When it comes to China, lace up your buying boots and get ready to buy! Selectively… Very selectively… While the economic tensions are very real, China’s economy is in transition. Some may argue its multiple problems parallel the experience in The West, and to a certain extent that is true. The West will be watching with interest as to how Beijing handles the costs of its aging population. Mature economies struggle – deal with the reality:
- China faces slowdown.
- It’s an authoritarian state, corruption handicaps the economy, which suffers economic inefficiency as a result.
- The absence of reliable and transparent economic data makes prediction and investment difficult.
- It is a nation of over one-billion consumers.

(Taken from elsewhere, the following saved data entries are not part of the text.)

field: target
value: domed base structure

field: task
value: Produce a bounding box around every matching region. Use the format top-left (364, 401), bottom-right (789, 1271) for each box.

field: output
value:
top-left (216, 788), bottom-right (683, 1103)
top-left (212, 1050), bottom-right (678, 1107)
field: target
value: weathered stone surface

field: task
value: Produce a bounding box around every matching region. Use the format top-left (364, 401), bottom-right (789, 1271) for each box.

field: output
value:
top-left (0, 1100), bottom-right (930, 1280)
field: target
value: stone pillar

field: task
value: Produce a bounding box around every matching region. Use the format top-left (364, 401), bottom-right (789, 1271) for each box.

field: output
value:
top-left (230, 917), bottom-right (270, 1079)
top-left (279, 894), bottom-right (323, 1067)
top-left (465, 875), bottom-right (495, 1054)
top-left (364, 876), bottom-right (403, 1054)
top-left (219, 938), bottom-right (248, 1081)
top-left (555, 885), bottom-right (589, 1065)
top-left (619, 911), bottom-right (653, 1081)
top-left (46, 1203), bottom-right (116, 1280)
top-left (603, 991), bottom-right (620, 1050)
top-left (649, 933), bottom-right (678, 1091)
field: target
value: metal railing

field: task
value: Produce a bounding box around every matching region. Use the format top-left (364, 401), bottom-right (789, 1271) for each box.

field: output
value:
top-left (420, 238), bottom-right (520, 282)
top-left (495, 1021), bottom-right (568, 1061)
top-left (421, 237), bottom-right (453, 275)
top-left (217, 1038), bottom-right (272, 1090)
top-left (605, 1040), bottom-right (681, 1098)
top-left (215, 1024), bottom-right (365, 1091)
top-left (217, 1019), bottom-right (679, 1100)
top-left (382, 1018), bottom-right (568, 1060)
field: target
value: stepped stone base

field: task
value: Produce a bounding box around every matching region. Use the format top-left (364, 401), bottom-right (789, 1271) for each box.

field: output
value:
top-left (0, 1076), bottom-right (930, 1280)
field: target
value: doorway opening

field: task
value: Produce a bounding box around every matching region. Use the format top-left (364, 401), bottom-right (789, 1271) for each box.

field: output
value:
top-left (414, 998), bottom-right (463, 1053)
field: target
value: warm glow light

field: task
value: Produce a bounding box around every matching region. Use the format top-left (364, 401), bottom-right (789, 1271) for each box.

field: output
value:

- It will not implode overnight.
Deal with these, and remember one of my key market mantras: “Things are never as bad as one fears, but never as good as one hopes.”
The economic upside for China is two-fold:
- China’s manufacturing export engine is not about to suddenly stop. It will remain the “cheapest to deliver” manufacturer servicing markets around the globe, enhanced by Belt and Road inputs into Africa and elsewhere. Over time, Chinese manufactures will find their cheap prices are no longer a moat against competition; but the speed at which that happens really depends on how much faster other, perhaps more nimble, Asian economies develop and raise the imbedded value of their products.
- China’s internal economy is well into its own transition towards a more consumer driven, service orientated economy. They can’t ignore one-billion consumers. China’s internal infrastructure of fast rail, road and air-links should ensure an efficient internal market is sustained, based around online sales and working.
The trick will be picking the winners and losers, identifying Chinese and International stocks likely to benefit from however the new China economy emerges. I would remain very suspicious of state firms. China will not be so different from other mature economies; a large middle class and a top-tier will continue to develop their tastes for foreign holidays and luxury goods. Meanwhile, China’s domestic economy will continue to favour its domestic mega-techs, while possibly remaining critical in global trends, like TikTok.
A final point to consider is the geopolitical risk China does a Russia and makes itself a pariah state by invading Taiwan, perhaps to distract from rising internal tensions or to cement Xi’s strongman reputation. That’s unlikely; the Chinese are far more considered, cunning and smarter than the Russians. Sun Tzu makes two points that are relevant:
- “Excellent consists of breaking the enemy’s resistance without fighting.”
- “Victory goes to the army who has better trained officers and men.”
Watching the failure of Russia in Ukraine, and acutely aware the People’s Army follows similar tactical doctrine, and is similarly equipped, will give Xi pause.